DeGoogle: Photos
defaultOne of my bigger DeGoogle efforts so far has been getting off of Google Photos. The process took about a week, but I’m happy with the result and thought I’d share the process.
Motivation
I don’t want Google (or any one third party) knowing too much about me. With my devices synched to Google, I have to think twice about taking pics of sensitive docs, locations, and people thanks to their penchant for running AI/ML and OCR against all of the content I upload. They’ve collaborated with law enforcement in secret to perform unwarranted searches of user data, have complied with geofence warrants in the past, and they continue to self-deal and sell user behavioral data. I don’t care if it’s in aggregate or not. Put more simply, I simply do not trust them to care about me as a user, as they have no incentive to. Surely my own infra will still be hackable, but at least an attacker will have to work for it.
Tool Selection
After some lazy research I narrowed things down to three setups:
- PhotoPrism
- Immich
- NextCloud Photos
I chose immich because it has a native phone app and it had all the features I needed (tested migration path from Google Photos, search, self-hosting). It also turns out to have a fair bit of momentum behind it; if you choose it I highly recommend paying for a lifetime license, despite it being optional.
Installation
I opted to install on kubernetes, onprem. This was pretty straightforward, even though I opted to roll my own resources (I don’t like Helm for many reasons I won’t get into here, but there is an official Helm chart).
The components:
- deployments (immich-ml, rproxy)
- statefulsets (immich-server, redis)
- services (ClusterIP for immich-ml, immich-server, redis)
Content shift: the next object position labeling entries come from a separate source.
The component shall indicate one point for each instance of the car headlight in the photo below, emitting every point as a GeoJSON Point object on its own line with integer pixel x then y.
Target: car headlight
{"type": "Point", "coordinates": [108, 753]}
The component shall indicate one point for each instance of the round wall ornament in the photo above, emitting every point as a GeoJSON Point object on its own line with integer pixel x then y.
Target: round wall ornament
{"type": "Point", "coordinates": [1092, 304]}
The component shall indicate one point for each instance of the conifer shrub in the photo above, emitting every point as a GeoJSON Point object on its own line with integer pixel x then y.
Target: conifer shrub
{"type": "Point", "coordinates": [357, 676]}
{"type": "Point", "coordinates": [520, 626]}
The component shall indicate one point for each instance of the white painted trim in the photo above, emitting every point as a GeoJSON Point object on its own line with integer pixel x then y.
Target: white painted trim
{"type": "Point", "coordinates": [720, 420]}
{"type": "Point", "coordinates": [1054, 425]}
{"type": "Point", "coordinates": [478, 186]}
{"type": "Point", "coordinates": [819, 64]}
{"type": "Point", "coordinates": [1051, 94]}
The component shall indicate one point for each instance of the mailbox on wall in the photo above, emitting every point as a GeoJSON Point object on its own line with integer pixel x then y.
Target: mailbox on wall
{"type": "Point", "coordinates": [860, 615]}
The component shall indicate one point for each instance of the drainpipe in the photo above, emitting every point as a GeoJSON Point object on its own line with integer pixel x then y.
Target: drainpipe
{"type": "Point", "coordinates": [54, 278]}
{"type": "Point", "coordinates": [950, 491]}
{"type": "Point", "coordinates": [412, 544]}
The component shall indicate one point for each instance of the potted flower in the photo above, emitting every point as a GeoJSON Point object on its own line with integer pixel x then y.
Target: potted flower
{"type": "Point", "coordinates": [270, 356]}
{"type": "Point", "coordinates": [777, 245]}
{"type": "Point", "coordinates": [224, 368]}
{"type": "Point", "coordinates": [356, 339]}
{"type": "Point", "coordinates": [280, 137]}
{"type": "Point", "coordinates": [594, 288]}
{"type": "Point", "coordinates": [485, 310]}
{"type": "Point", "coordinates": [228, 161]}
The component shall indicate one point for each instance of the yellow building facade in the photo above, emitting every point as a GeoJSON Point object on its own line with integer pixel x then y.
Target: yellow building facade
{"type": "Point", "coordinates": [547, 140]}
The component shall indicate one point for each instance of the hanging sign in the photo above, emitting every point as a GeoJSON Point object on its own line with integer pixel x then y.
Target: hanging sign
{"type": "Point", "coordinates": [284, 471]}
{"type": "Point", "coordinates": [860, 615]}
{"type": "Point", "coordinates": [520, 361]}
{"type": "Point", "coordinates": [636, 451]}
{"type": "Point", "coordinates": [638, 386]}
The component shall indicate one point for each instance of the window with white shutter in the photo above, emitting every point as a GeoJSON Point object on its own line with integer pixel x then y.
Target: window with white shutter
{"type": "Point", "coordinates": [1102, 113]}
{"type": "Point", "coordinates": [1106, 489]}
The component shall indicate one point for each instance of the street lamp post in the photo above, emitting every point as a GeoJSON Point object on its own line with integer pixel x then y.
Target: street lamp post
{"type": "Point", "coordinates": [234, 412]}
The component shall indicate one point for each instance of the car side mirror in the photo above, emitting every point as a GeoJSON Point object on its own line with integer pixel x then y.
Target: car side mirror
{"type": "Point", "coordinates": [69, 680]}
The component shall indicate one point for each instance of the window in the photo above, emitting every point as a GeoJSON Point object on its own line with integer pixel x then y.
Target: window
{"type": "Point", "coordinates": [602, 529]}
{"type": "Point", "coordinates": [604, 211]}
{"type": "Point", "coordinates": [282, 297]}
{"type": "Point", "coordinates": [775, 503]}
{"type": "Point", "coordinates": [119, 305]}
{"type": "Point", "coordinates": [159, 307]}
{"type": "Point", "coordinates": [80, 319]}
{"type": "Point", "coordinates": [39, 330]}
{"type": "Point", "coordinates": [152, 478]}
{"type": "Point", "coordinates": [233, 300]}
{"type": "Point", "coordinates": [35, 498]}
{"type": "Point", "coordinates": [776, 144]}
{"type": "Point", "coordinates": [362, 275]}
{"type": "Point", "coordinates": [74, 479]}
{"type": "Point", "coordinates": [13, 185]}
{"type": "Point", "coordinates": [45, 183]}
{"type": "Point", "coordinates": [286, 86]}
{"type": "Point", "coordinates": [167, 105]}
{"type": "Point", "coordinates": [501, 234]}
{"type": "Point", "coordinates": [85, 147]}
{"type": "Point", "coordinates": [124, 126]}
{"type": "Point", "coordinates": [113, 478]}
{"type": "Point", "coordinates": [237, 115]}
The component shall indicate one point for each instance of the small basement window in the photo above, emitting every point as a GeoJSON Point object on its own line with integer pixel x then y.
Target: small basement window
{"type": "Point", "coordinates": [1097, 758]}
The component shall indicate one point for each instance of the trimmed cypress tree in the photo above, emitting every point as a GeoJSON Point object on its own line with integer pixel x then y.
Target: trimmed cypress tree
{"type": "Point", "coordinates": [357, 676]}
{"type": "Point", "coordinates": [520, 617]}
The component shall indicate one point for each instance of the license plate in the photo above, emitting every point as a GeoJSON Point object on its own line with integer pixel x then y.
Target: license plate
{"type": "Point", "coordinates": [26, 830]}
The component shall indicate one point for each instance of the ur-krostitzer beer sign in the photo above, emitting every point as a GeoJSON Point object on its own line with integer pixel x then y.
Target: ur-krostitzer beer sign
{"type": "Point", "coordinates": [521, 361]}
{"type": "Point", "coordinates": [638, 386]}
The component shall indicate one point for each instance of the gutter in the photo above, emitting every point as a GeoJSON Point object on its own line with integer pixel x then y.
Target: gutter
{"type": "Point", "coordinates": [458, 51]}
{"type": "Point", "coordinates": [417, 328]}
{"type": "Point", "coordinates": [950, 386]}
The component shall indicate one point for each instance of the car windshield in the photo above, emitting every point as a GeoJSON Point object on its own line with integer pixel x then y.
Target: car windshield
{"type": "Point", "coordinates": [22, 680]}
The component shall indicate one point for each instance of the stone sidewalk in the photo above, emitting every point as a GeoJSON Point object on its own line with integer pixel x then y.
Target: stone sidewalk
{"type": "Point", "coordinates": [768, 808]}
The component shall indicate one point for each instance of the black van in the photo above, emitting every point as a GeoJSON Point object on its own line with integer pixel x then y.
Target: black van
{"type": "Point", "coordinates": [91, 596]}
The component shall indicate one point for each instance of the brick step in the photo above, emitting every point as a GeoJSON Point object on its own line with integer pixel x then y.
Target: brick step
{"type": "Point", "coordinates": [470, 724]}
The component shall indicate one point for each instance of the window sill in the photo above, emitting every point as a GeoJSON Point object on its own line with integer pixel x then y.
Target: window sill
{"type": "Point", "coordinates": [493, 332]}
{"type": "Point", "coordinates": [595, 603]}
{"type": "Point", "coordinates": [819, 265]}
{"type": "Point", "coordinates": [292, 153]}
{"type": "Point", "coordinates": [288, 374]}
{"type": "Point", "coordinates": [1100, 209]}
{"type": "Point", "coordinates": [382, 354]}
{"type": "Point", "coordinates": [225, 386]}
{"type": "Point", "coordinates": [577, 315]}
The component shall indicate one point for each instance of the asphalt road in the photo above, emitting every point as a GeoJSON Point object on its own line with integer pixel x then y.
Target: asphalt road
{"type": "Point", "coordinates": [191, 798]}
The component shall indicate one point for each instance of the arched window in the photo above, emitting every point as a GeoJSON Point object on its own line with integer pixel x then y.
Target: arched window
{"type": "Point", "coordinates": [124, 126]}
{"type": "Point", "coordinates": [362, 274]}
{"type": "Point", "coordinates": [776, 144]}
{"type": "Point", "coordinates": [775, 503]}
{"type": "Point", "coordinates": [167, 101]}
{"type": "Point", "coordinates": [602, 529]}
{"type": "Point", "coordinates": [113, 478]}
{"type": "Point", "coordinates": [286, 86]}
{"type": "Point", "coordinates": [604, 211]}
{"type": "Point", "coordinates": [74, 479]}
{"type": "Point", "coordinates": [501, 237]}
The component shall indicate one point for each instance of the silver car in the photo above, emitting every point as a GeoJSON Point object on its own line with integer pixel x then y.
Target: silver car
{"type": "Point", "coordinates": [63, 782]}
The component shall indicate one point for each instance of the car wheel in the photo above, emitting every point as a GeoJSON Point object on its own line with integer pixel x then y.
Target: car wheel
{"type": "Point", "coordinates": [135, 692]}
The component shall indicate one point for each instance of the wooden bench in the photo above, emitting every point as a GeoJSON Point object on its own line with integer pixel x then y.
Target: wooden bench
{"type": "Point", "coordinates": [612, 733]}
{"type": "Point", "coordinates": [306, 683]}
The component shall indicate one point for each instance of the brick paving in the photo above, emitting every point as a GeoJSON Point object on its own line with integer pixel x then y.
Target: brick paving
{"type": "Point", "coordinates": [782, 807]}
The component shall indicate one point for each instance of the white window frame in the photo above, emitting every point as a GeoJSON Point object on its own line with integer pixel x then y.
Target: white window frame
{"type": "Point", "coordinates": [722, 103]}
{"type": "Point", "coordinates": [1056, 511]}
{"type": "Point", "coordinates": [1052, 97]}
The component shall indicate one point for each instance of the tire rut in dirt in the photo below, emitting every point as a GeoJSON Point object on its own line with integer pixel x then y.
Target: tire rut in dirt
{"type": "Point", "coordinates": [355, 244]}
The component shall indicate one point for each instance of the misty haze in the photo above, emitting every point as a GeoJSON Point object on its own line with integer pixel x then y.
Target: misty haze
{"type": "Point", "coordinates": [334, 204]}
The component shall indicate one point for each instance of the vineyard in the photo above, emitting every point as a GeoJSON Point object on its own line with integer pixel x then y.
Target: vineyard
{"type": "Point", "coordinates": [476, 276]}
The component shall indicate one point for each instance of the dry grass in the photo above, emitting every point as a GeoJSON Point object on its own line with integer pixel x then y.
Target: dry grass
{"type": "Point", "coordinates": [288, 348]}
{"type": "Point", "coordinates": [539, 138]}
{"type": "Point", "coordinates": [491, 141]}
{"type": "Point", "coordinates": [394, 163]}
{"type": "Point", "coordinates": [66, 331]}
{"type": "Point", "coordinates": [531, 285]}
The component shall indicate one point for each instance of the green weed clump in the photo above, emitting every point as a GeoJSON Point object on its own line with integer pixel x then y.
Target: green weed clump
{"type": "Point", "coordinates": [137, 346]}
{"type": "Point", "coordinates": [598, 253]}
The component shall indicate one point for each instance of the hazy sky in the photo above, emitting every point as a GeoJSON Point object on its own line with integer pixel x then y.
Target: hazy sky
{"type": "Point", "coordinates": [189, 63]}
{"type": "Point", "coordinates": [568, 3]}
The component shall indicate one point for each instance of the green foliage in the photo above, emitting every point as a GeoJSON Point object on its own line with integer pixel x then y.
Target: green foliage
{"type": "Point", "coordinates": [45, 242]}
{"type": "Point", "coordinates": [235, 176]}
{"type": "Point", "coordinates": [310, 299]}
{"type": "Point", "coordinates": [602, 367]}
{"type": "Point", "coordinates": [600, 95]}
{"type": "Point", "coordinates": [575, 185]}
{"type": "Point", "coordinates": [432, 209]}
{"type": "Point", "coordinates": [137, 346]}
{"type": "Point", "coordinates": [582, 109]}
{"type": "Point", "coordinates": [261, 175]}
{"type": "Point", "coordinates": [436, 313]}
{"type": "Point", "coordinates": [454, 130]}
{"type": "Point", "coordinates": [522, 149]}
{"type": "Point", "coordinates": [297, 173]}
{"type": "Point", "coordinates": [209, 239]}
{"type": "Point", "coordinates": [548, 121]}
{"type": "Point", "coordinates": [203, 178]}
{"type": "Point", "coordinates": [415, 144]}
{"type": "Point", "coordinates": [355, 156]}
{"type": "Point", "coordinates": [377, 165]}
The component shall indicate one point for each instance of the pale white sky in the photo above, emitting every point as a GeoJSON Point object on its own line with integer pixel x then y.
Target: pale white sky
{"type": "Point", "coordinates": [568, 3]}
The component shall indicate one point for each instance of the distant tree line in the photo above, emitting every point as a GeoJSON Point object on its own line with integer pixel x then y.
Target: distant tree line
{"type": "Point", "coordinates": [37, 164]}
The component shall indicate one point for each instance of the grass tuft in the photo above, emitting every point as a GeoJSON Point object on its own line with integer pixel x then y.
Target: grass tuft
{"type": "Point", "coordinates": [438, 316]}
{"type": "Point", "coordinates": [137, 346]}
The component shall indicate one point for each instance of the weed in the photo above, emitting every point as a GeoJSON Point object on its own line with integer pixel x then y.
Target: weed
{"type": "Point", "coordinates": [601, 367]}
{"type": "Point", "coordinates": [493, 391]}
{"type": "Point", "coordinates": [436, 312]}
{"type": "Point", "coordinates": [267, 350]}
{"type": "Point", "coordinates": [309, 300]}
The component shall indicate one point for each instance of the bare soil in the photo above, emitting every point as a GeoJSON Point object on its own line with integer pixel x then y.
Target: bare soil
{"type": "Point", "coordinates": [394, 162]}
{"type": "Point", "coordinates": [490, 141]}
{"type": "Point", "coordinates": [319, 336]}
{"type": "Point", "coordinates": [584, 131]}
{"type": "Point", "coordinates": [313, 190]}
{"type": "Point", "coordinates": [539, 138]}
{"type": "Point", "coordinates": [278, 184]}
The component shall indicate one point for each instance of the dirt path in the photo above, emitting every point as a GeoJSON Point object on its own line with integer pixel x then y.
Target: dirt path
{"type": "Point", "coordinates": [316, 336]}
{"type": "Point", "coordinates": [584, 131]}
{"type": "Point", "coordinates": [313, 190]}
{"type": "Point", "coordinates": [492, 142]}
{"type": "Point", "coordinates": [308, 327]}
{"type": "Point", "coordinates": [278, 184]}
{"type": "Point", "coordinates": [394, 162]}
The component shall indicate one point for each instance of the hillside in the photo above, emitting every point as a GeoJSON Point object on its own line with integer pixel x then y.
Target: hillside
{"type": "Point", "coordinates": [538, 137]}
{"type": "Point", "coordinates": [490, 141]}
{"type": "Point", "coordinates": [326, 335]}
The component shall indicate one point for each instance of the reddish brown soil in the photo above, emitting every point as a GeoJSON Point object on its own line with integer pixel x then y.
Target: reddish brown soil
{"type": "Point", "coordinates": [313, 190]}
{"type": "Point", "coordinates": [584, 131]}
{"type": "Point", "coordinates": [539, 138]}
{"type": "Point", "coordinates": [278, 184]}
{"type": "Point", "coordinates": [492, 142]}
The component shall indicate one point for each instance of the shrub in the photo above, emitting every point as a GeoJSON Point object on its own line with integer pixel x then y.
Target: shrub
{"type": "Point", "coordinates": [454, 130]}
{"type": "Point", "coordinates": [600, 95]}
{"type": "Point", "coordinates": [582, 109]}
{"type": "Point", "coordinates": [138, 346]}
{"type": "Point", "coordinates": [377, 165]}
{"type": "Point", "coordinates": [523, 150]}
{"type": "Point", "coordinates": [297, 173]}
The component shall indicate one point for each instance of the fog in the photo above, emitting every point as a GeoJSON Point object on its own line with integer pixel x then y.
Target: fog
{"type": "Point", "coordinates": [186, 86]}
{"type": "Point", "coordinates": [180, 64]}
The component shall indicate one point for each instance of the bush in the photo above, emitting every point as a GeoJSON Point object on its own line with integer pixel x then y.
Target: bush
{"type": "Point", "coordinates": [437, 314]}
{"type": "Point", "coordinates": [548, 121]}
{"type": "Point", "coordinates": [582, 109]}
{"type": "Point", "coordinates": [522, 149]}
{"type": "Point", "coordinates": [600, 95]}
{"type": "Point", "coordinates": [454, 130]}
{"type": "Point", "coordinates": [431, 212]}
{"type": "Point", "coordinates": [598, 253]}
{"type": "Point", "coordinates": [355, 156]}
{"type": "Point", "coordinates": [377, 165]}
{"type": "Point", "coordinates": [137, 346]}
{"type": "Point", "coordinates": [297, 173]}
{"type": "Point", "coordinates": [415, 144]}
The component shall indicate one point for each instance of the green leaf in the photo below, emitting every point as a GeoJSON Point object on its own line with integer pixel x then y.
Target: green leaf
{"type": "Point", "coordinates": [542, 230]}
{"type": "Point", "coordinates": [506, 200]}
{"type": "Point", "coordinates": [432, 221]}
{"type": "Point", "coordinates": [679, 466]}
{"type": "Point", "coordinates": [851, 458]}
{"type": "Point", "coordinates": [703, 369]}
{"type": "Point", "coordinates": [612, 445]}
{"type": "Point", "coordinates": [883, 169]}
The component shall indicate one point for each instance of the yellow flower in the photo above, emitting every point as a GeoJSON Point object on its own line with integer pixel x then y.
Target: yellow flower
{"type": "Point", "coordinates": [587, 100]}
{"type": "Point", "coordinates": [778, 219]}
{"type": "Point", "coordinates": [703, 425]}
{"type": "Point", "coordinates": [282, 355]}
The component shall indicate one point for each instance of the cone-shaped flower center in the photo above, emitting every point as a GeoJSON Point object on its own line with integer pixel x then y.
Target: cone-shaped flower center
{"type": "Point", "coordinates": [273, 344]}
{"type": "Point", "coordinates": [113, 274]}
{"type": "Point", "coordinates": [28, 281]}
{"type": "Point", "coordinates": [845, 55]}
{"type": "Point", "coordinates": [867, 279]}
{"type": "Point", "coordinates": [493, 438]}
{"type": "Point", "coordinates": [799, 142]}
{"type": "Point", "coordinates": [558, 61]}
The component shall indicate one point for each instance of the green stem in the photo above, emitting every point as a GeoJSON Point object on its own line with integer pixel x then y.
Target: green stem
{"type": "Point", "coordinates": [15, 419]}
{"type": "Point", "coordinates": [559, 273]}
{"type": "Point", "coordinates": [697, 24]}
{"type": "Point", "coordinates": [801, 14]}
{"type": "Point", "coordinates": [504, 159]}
- associated configmaps and secrets needed by the services
I’m connecting to a shared postgres in a different namespace for the database state.
The rproxy establishes an connection to a static VPS, allowing for a custom domain and traffic routing from the internet (though there are lots of ways to solve this problem, including a tailscale/headscale setup, IPv6 routing or IPv4 PAT, et cetera).
Migration
The process was pretty simple:
- use Google Takeout to package and pull Photos data
- use immich-go to upload the zip contents
- inspect the immich-go logs to detect any errors or misses
- perform any other validation steps
- set up a backup
- delete everything from Google Photos
For a collection of tens of thousands of photos and videos, this worked mostly fine. I did have to modify my rproxy to support large files (for video uploads) but there were no other big problems.
Backup
For backup I run a k8s cronjob that does full (weekly) and incremental (hourly) backups of the data files to a local backup volume.
Depending on your compute substrate, you might decide to do this another way (e.g. a VPS with block-level snapshots and/or an ordinary cronjob).
The backup volume itself does offsite backups, preserving the path name and only uploading to the backup bucket if the file hash is not already there (SHA256). The contents are AES encrypted prior to being uploaded. I use Backblaze as a backing store for this but you could use anything (scp, ftp, rsync, S3, Wasabi, etc); a python script for this leveraging boto3 and the cryptography library is only a couple hundred lines.
The database backups are done in a similar way, being periodically dumped to a local volume then also copied to the offsite store.
Anyone doing a similar setup should not skimp on backups… this is one of the big value-adds of using Google (or any other cloud provider) and is tricky to get right, but it’s also essential. Do not sacrifice this essential quality, even if it’s hard to set up.
Monitoring
Nominal restores are run daily; simple probes of the site for fetching a set of shared images are also run. These are exposed as Prometheus metrics, graphed in Grafana and alerted on. As before, there are many ways to do these verifications and notifications. You don’t have to set up alerts, but having some basic monitoring may save you tears later on. It would suck to lose a disk and with it, all the copies of your photos. The cool thing is once you get good at this for photos, you can use the same tooling for anything else you decide to self-host as well.
Deleting From Google
I did this by hand; I suppose you could make an Goog API script to do it programmatically if you have 100s of thousands of photos, but for most people a hand deletion is probably quicker. Surely a bulk delete tool exists in the wild, I just felt it was quicker to highlight and delete in the UI.
Summary
Immich’s features are nice, my photo and post-processing workflow hasn’t been disrupted, and my data is all totally private now. The hosting costs are also cheaper (a couple dollars a month for backups vs. $10/month for Google One, and $1/month amortized from my shared VPS rproxy; YMMV). Even if it happened to cost a little more, but still in the same ballpark, it would be worth the gains in privacy for me.